This large fine offers some very important lessons. Let’s take a closer look:
- Cancer Care Group is a mid-size practice. They have 18 physicians. It is important to note the size of the organization. Many organizations incorrectly believe that large HIPAA fines are only handed out to hospitals and very large healthcare organizations.
- The HIPAA fine was triggered by a stolen laptop bag that contained unencrypted backup media which contained information on 55,000 patients
- OCR made it very clear that the fine was handed out because Cancer Care Group basically ignored the HIPAA Security Rule requirements
- The $750,000 OCR fine may pale in comparison to the cost of this data breach.
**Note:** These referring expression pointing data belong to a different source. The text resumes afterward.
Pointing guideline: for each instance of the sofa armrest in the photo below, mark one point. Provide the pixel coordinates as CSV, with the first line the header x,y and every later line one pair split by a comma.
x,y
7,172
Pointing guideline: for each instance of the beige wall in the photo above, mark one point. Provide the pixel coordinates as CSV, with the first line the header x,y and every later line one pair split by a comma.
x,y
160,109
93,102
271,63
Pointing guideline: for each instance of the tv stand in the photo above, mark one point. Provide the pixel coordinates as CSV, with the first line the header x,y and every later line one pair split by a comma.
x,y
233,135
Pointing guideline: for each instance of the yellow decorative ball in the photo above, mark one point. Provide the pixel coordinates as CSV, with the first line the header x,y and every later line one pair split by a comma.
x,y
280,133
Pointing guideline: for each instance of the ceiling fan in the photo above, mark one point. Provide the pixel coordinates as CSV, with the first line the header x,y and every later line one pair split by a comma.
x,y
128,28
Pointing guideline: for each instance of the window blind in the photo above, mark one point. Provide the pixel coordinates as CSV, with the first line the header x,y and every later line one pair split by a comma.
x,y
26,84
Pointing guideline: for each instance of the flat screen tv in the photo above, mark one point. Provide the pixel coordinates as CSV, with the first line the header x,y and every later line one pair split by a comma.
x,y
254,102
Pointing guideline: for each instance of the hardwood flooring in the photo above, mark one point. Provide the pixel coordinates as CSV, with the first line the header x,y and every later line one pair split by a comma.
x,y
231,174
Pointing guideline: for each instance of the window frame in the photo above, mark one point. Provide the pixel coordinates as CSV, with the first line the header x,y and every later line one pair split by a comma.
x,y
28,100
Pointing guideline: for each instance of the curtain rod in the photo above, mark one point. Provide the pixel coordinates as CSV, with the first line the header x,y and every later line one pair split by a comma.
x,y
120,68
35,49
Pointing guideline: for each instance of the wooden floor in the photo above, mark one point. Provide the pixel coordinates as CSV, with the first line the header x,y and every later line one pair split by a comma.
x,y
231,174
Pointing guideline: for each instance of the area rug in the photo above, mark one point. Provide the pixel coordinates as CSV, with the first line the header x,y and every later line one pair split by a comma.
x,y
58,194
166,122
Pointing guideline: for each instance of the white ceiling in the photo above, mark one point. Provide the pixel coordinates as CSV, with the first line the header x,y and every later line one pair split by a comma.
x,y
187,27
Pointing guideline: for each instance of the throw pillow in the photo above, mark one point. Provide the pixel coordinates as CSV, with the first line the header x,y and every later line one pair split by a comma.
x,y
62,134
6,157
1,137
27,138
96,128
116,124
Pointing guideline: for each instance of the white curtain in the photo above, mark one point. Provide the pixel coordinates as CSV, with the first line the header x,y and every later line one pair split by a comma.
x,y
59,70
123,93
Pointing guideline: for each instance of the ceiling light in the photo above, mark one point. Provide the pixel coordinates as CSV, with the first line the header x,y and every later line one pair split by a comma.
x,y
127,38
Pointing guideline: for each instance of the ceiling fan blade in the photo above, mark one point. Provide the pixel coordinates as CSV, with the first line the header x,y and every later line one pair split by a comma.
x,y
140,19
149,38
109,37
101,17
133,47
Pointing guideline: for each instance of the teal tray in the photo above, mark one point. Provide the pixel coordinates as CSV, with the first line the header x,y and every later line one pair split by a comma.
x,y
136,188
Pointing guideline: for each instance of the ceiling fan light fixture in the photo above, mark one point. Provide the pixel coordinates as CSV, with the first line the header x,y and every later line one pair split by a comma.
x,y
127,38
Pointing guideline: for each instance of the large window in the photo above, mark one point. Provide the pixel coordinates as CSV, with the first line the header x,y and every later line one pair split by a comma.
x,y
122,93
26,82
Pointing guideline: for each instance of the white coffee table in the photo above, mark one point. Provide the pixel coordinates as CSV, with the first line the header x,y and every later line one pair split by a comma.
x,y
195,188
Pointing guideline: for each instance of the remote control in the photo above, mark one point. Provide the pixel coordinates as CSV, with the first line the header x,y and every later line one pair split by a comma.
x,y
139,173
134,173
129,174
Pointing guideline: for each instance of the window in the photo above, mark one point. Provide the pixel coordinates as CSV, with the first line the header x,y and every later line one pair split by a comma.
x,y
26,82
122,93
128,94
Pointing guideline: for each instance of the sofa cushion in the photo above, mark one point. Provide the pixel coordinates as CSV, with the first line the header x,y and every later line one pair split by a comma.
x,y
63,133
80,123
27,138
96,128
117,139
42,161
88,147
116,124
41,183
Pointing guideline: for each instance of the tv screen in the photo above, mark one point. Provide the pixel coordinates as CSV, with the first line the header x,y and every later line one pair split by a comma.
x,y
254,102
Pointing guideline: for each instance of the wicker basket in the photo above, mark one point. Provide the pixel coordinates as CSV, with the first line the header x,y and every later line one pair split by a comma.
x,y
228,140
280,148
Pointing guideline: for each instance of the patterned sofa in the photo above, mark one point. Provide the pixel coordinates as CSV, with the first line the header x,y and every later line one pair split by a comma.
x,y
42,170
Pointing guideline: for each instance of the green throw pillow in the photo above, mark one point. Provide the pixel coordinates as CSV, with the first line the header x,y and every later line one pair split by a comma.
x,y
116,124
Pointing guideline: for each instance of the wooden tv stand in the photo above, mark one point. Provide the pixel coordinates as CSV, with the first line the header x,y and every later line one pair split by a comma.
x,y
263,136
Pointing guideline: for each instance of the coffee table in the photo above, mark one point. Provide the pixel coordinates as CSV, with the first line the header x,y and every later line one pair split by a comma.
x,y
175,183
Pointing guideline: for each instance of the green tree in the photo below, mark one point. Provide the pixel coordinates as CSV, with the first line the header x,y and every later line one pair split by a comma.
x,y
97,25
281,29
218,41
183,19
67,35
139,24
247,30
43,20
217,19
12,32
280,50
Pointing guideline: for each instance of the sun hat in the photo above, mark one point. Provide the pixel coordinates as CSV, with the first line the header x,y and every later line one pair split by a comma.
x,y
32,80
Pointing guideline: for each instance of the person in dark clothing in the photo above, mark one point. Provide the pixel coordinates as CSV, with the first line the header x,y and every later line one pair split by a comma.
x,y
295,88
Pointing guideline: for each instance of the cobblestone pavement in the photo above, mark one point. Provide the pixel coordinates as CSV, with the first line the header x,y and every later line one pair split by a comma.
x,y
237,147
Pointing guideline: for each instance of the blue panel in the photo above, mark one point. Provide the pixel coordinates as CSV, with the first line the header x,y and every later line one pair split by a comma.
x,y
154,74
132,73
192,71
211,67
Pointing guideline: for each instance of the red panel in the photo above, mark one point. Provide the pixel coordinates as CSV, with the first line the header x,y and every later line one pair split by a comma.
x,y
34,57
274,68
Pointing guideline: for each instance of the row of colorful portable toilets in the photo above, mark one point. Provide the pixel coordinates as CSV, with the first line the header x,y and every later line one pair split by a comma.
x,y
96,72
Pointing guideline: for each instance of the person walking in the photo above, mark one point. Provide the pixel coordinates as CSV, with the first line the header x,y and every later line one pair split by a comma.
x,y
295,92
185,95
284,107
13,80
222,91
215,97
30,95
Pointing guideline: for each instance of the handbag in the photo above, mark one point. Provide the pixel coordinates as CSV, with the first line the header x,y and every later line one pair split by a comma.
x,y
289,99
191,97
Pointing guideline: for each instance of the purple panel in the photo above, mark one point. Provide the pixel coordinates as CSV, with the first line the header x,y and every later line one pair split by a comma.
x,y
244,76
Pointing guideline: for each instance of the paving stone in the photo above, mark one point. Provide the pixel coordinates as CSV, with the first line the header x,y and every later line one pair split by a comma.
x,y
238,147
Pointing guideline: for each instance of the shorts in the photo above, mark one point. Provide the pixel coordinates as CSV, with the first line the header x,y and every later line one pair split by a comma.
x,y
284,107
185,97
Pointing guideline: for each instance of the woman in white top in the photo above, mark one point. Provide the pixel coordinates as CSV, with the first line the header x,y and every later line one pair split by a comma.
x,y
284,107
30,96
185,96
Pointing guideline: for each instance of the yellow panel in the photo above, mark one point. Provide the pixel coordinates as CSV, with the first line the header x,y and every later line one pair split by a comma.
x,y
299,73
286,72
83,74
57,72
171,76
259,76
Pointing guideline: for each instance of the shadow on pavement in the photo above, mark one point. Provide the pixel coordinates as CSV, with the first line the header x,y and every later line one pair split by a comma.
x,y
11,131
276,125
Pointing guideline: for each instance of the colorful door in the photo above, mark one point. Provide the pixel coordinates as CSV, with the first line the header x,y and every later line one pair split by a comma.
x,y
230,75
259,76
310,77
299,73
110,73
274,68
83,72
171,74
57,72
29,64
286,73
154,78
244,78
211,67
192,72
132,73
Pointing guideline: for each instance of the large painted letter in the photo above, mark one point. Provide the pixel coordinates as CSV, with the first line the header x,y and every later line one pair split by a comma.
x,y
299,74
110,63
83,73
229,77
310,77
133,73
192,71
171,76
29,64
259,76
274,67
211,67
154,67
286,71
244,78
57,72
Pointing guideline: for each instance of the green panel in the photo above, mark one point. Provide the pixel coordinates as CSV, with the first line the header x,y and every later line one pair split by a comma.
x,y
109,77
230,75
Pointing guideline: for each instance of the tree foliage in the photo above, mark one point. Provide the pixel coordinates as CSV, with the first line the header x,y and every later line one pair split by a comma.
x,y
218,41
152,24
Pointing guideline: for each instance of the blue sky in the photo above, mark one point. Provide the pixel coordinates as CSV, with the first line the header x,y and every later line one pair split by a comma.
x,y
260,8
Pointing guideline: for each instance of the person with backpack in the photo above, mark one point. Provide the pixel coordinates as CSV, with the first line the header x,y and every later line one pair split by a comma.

Using the Ponemon 2015 Cost of Data Breach Study, let’s assume the cost is $398 per record. 55,000 records would put the cost of this breach to Cancer Care Group just shy of $20 million!
- Assuming Cancer Care Group had between 100-250 employees, a HIPAA compliance program would have cost them about $4,000. They would have completed an enterprise-wide risk analysis, they would have been informed about the risk of unencrypted backup media, they would have had policies that address the removal of media that contained electronic protected health information (ePHI), and their employees would have received HIPAA Security and Privacy training. I can say with certainty that in hindsight they would gladly have paid $4,000 in exchange for a $750,000 fine and all the negative publicity they have received.
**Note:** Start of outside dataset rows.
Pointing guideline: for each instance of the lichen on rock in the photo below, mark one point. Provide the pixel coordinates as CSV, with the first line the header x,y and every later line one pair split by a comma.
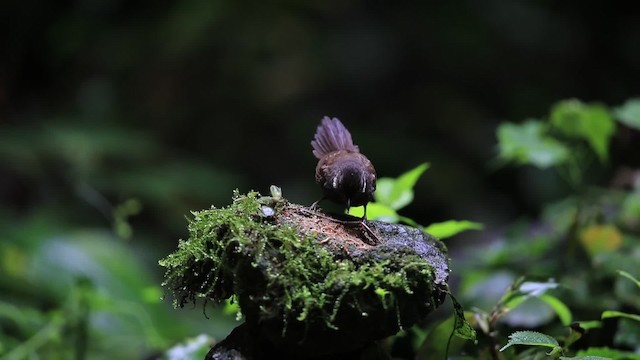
x,y
307,283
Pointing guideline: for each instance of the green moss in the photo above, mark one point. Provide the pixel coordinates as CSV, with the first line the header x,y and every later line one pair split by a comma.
x,y
248,250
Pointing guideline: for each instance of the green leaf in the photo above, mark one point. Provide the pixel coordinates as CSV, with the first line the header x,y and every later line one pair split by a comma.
x,y
462,328
591,122
398,193
562,310
450,228
629,113
434,344
629,276
611,314
587,325
531,338
527,143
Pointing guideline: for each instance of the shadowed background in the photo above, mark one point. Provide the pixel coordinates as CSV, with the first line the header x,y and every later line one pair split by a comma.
x,y
156,108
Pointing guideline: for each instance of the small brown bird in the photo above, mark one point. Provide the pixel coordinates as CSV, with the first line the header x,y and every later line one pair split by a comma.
x,y
346,176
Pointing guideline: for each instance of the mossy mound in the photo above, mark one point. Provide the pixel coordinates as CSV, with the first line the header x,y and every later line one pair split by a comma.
x,y
307,283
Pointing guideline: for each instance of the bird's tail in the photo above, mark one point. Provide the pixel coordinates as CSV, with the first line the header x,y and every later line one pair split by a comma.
x,y
332,136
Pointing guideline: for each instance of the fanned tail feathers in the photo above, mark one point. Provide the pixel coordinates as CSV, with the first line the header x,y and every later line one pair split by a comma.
x,y
332,136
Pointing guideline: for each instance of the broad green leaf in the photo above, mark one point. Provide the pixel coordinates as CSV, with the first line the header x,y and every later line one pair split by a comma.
x,y
450,228
611,314
376,211
591,122
587,325
527,143
536,288
629,276
434,345
600,238
398,193
629,113
462,328
531,338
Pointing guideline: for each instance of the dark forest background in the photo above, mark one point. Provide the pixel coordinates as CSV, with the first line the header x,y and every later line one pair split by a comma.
x,y
119,117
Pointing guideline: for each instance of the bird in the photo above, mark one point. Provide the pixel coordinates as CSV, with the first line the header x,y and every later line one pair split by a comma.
x,y
346,176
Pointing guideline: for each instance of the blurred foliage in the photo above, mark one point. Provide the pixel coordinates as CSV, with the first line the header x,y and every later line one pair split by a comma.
x,y
119,117
588,242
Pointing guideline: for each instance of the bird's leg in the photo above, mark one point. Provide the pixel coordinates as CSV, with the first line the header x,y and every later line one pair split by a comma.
x,y
315,206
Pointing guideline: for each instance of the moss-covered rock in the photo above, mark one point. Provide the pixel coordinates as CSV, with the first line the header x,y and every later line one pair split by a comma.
x,y
308,285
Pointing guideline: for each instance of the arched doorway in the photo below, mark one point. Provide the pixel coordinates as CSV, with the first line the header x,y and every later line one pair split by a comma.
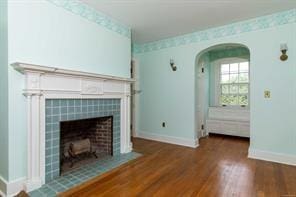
x,y
222,90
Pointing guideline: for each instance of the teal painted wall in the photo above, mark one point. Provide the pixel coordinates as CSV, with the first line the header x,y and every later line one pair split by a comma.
x,y
4,91
169,96
43,33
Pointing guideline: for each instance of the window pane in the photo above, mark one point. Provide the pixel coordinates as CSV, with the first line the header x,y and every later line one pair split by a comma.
x,y
224,68
224,99
243,77
225,89
229,99
234,68
233,89
243,100
224,78
233,78
244,67
243,89
233,100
- Another fact that should be noted is that most malpractice or general liability insurance policies DO NOT cover HIPAA related fines. Unless Cancer Care Group had a specific insurance policy that covers HIPAA related fines, they will most likely have to pay this fine out of their own pocket. But even if they had HIPAA insurance there is a chance that the insurance company will not pay the fine due to gross negligence, just ask Cottage Health System.
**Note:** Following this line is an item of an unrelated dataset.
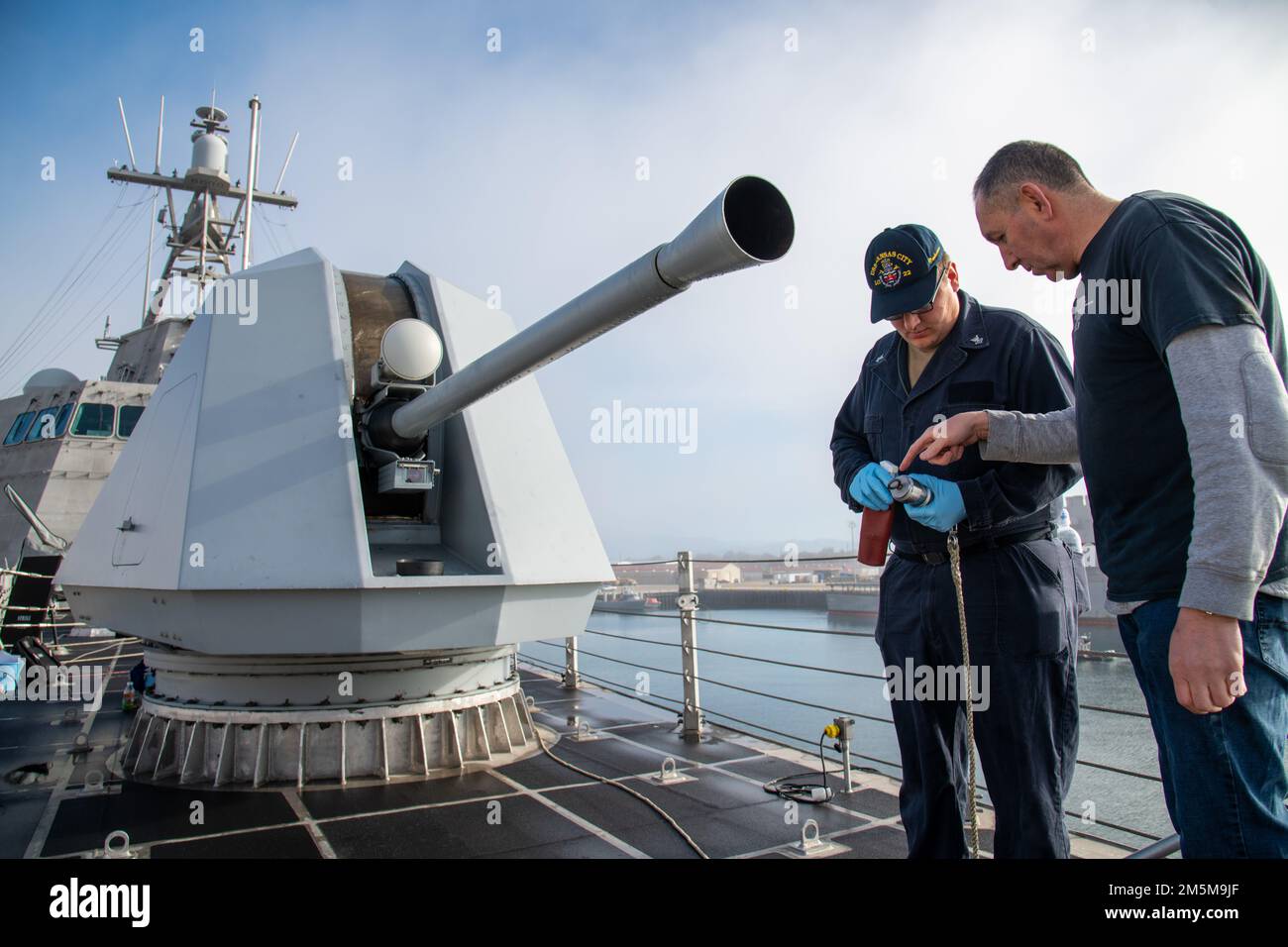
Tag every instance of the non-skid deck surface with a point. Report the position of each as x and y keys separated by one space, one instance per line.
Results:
x=535 y=808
- OCR is sending a very clear message to healthcare organizations. The message is that if you have a data breach and OCR finds that you have ignored HIPAA requirements, there is a good chance that you will be handed a very large fine. While the chance of being randomly audited is very small, the chance of having a data breach is much higher. Data breaches can happen due to lost or stolen laptops and USB drives, they can happen due to someone breaking into an office and stealing computers, they can happen due to employee mistakes, and they can happen if someone hacks into an organization’s network. The chance of a data breach increases every day. If OCR investigates the data breach they will want proof that the organization has complied with HIPAA regulations and that they have put in place safeguards to properly protect patient information. Breaches happen and many times OCR investigates and does not hand out any fines. But as this case shows, if OCR finds that you ignored HIPAA regulations, be prepared to be penalized!
On August 29, 2012, OCR received notification from Cancer Care regarding a breach of unsecured electronic protected health information (ePHI) after a laptop bag was stolen from an employee’s car. The bag contained the employee’s computer and unencrypted backup media, which contained the names, addresses, dates of birth, Social Security numbers, insurance information and clinical information of approximately 55,000 current and former Cancer Care patients.
OCR’s subsequent investigation found that, prior to the breach, Cancer Care was in widespread non-compliance with the HIPAA Security Rule. It had not conducted an enterprise-wide risk analysis when the breach occurred in July 2012. Further, Cancer Care did not have in place a written policy specific to the removal of hardware and electronic media containing ePHI into and out of its facilities, even though this was common practice within the organization. OCR found that these two issues, in particular, contributed to the breach, as an enterprise-wide risk analysis could have identified the removal of unencrypted backup media as an area of significant risk to Cancer Care’s ePHI, and a comprehensive device and media control policy could have provided employees with direction in regard to their responsibilities when removing devices containing ePHI from the facility.
“Organizations must complete a comprehensive risk analysis and establish strong policies and procedures to protect patients’ health information,” said OCR Director Jocelyn Samuels. “Further, proper encryption of mobile devices and electronic media reduces the likelihood of a breach of protected health information.”